L’administration scolaire se doit d’être créative et doit proposer à l’ensemble de l’équipe-école des modèles d’utilisation de ces nouveaux médias sociaux, particulièrement le web 2.0.

La présence même de l’école sur ces nouveaux médias constitue certainement une indication claire de la direction qu’elle souhaite prendre. Twitter, Facebook, mais aussi les banques de signets, des badges Foursquare, les outils de publication à la WordPress de façon à inclure les parents et la communauté. Rendre le site de l’école interactif, assurer une présence quotidienne en ligne par la participation de plusieurs intervenants à la publication de contenu (direction, secrétaire, comité de parents, enseignants, élèves …).  Bref, utiliser le plus souvent que possible ces technologies dans le fonctionnement même de l’école. La mobilisation de la technologie, l’utilisation des médias sociaux et des outils du web 2.0 sont une affaire de culture d’établissement et non pas simplement l’affaire de quelques enseignants « initiés ».

Conclusion

Voici donc les 4 éléments qui me semblent essentiels pour supporter l’usage des TIC, du Web 2.0 et des médias sociaux à l’école.

    • L’importance de l’engagement de la direction
    • L’accompagnement et la formation répondant aux besoins
    • L’intégration et la mobilisation des outils des apprenants
    • La mobilisation de l’équipe-école autour des TIC

En fin de conférence, j’ai remercié Sonia Sihili, Coordonnatrice du RÉCIT à la direction des ressources didactiques au MELS pour son invitation et sa confiance de même que Marc et Corinne qui ont « mis la table » en présentant leur point de vue d’élève et d’enseignant.
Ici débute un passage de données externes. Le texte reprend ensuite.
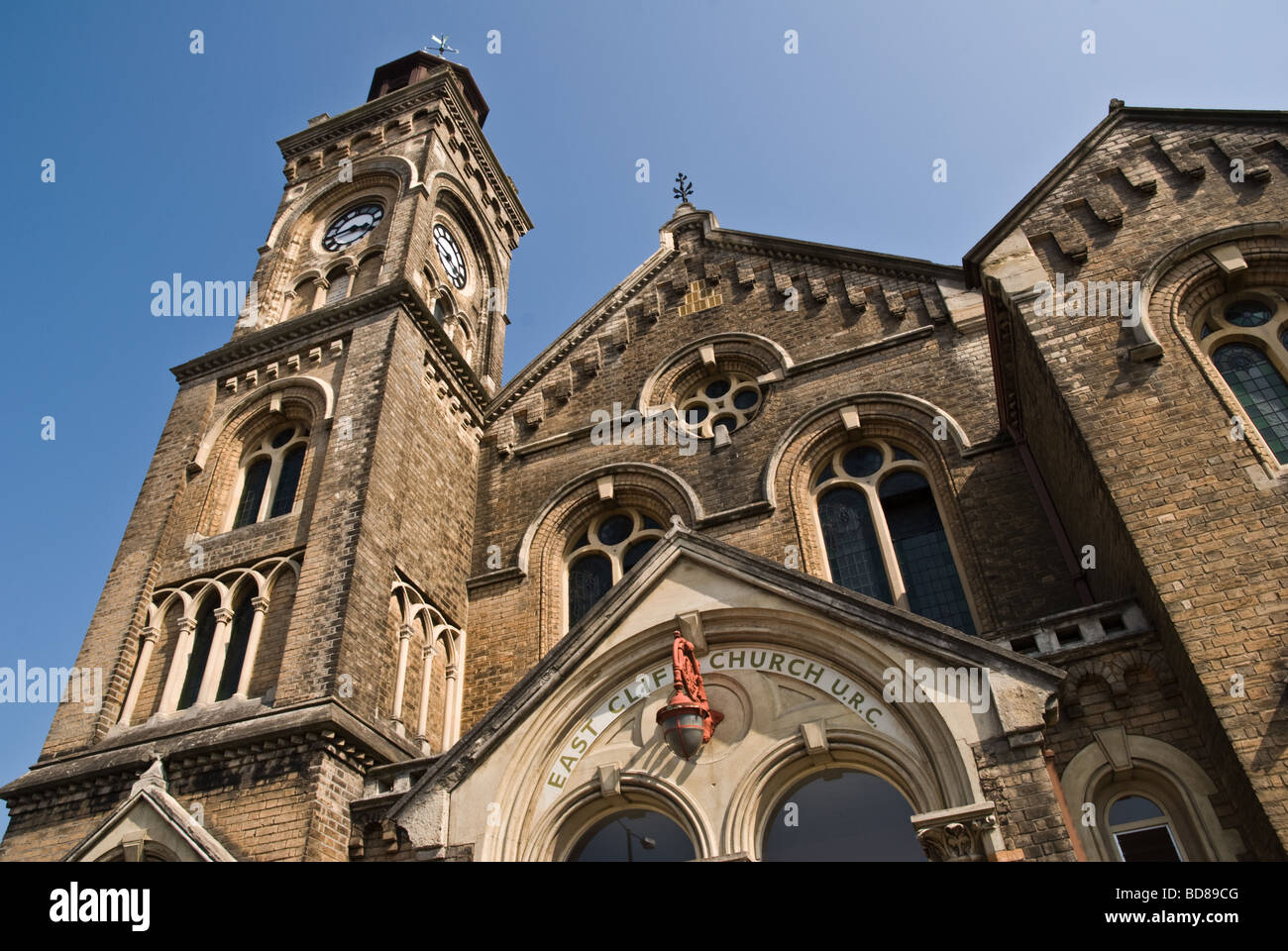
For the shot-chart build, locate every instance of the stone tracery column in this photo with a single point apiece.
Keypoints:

J’ai souligné le support d’André Roux, conseiller pédagogique de longue date qui a toujours manifesté beaucoup d’intérêt pour mes projets et ma vision des choses. Finalement, j’ai profité de l’occasion pour remercier les membres du RECIT (autrefois les CEMIS), des conseillers pédagogiques spécialisés en intégration des TIC, qui m’ont fait profiter de leurs ressources à maintes reprises depuis le début de ma carrière d’enseignant.

Voilà les quelques grandes lignes  de la conférence. Je terminerai en disant que l’on demande aux enseignants de prendre un virage 2.0, mais tant que l’école et son administration scolaire ne prendront pas eux aussi ce virage, l’usage des TIC, des médias sociaux et du web 2.0 resteront des pratiques isolées, pour le grand dam de nos enfants.